Inhibition of activating driver mutations increases the treatment options in AML. Inhibitors of FLT3 mutations, which are now available with various specificity and potency characteristics, have been studied in the context of both mono- and in combination therapy. The addition of TKI to chemotherapy has been shown to increase overall survival and has been approved for newly diagnosed patients [14]. The potential of second generation TKI to induce CR as a low toxicity monotherapy has been tested in relapsed and refractory patients [37, 38]. Second generation FLT3 inhibitors are currently tested in combination to IC and are expected to further improve results in newly diagnosed patients. While clearly being of high interest, this approach is restricted to the 1/3 of all AML patients who have FLT3 mutated disease and often results in resistance or relapse that limit long term remissions. Other targeted therapies such as IDH inhibitors have shown promising results as mono- or combination therapies in phase I and II studies [15,16,17,18].

Meanwhile, the determination of measurable residual disease is enabling quantification and monitoring of the depth of response either by molecular or flow cytometry determination methods. This will allow better evaluation of CR and management of personalized therapy. Reducing treatment related mortality may be another approach to improve outcome of elderly patients with AML.
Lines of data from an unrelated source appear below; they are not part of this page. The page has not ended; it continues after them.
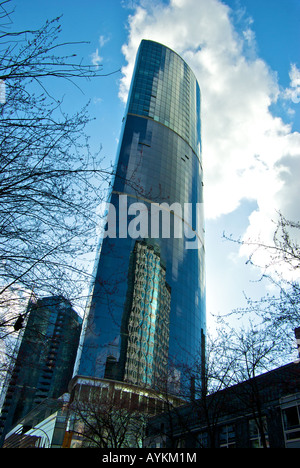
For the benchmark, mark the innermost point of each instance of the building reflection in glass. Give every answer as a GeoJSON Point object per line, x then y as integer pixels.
{"type": "Point", "coordinates": [146, 318]}
{"type": "Point", "coordinates": [147, 304]}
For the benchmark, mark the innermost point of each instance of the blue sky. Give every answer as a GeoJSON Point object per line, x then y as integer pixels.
{"type": "Point", "coordinates": [245, 54]}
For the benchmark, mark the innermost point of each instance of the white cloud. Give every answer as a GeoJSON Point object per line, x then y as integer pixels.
{"type": "Point", "coordinates": [293, 93]}
{"type": "Point", "coordinates": [248, 153]}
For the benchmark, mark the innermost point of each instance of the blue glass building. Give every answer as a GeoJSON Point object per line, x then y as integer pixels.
{"type": "Point", "coordinates": [146, 315]}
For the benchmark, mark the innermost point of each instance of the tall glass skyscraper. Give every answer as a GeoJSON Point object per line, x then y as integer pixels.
{"type": "Point", "coordinates": [146, 315]}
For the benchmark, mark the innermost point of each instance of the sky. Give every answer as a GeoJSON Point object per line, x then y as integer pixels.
{"type": "Point", "coordinates": [245, 55]}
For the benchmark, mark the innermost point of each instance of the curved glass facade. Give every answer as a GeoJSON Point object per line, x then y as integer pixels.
{"type": "Point", "coordinates": [146, 315]}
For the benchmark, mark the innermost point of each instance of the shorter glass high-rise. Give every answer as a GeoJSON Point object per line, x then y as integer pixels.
{"type": "Point", "coordinates": [146, 316]}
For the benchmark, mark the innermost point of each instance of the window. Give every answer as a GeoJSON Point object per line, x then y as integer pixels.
{"type": "Point", "coordinates": [291, 422]}
{"type": "Point", "coordinates": [255, 434]}
{"type": "Point", "coordinates": [227, 436]}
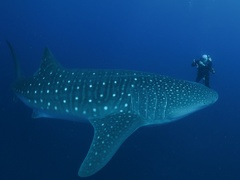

Finally, the use of HSCT following reduced or non-myeloablative conditioning to decrease the relapse risk is another promising approach. Such protocols have been successfully established in patients up to 75 years and older [39,40,41]. Other consolidation or maintenance therapies including immunological concepts to eradicate the malignant stem cell or clones are being investigated.

In conclusion, more intensive treatment strategies did not show clinically relevant outcome differences when compared to CSA, but an overall long-term improvement compared to previous publications in patients ≥ 60 years with newly diagnosed AML. Intensive chemotherapy remains the backbone for long term survival. The outcome of this clinical trial provides an important contribution for the selection of IC to be used in combination with targeted or new treatment modalities in future studies involving treatment naive AML patients. In addition, it proves that an innovative trial design, like in our study, may help answering important clinical questions without hampering study group specific questions.